FINRA is postponing all in-person arbitration and mediation proceedings another month, to the end of February 2021, according to the regulatory agency.
In-person proceedings were set to resume after Jan. 31, but FINRA decided to postpone further due to the continuing effects of the COVID-19 pandemic. This means that all hearings are on hold “unless the parties stipulate to proceed telephonically or by Zoom or the panel orders that the hearings will take place telephonically or by Zoom.”
Since the outset of the pandemic, FINRA has continued to hold virtual hearings throughout the country. The remote hearings have led to some legal challenges, with defendants in arbitration and disciplinary hearings alleging that their due process rights are being infringed by the use of teleconferencing. In one suit, attorneys for Alpine Securities alleged that the use of teleconferencing could make it difficult for attorneys to provide effective counsel.

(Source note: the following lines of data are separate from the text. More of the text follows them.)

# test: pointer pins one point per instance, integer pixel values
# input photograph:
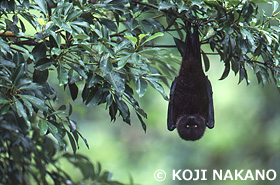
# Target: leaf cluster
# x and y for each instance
(104, 52)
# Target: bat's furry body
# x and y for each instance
(191, 105)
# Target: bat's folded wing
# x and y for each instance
(210, 121)
(171, 125)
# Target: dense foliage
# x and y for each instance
(104, 51)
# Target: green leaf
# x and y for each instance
(109, 24)
(275, 5)
(44, 63)
(21, 110)
(35, 101)
(81, 36)
(159, 34)
(20, 71)
(226, 71)
(43, 126)
(40, 76)
(133, 39)
(73, 15)
(106, 66)
(3, 100)
(117, 82)
(124, 110)
(141, 86)
(62, 74)
(39, 51)
(153, 82)
(42, 5)
(73, 91)
(72, 142)
(142, 122)
(141, 36)
(165, 6)
(206, 61)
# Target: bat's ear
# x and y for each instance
(180, 45)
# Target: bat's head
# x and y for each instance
(191, 127)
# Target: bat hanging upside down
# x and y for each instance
(190, 107)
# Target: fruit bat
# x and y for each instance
(190, 107)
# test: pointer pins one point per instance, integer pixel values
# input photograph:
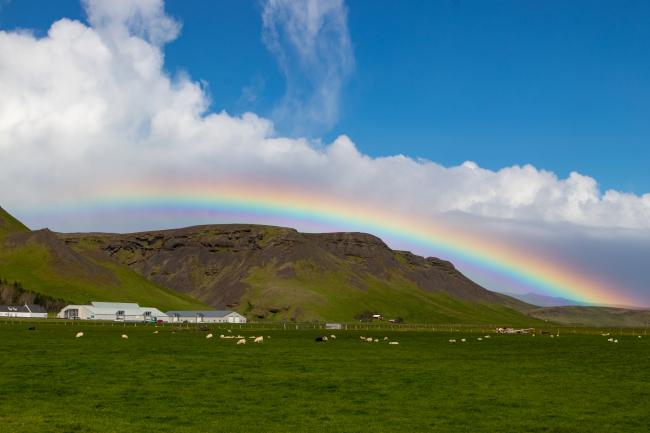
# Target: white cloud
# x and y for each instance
(90, 105)
(311, 43)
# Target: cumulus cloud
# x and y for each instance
(311, 43)
(89, 105)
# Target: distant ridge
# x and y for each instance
(545, 301)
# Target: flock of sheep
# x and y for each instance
(240, 339)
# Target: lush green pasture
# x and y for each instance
(181, 382)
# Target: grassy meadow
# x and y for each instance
(182, 382)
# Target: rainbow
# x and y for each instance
(282, 203)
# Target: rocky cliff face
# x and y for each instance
(215, 263)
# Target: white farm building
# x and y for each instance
(116, 311)
(27, 310)
(205, 317)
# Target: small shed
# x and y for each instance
(27, 310)
(206, 316)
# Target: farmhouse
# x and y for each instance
(116, 311)
(27, 310)
(205, 317)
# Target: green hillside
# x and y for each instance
(9, 224)
(312, 293)
(44, 264)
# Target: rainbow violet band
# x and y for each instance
(494, 256)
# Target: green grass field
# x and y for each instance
(182, 382)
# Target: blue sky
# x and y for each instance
(531, 92)
(562, 85)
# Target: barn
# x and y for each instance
(205, 317)
(115, 311)
(27, 310)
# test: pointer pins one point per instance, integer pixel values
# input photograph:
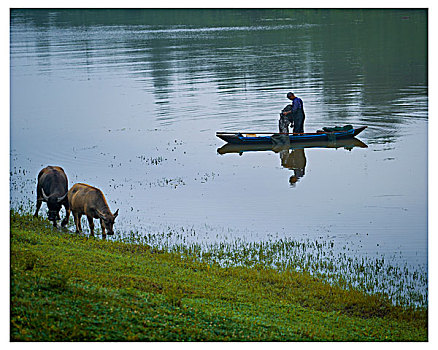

The use of teleconferencing is all the more important when weighing the needs of harmed investors, who’d prefer a speedy and efficient decision with defendants. In a previous interview with WealthManagement.com, Bill Singer, a securities attorney and author of the BrokeandBroker.com blog, said a charged broker may only want to agree to the proceedings if their lawyer could be physically present.
“What COVID-19 has done is it’s creating a compelling rationale for claimants and respondents for why we should go forward with teleconferencing, and for why we shouldn’t,” Singer said.
But some suits concerning the question of virtual hearings have been unsuccessful; Carlos Legaspy, a broker and owner of the Illinois-based firm Insight Securities, argued his remote Zoom arbitration hearing was unfair because of the complexities of the case. But the judge in this case sympathized with FINRA. According to a note from the law firm Chilivis Grubman Dalbey & Warner, other brokers should be prepared for the possibility that their challenges to virtual hearings could meet similar fates.
“While other challenges to virtual hearings may yet prove successful, this ruling suggests that courts are not likely to allow litigants to use the COVID-19 pandemic and the prospect of a virtual hearing as an excuse to indefinitely delay the resolution of their disputes,” the note read. “After all, justice requires that claimants be afforded the right to recover their damages, and justice delayed is justice denied."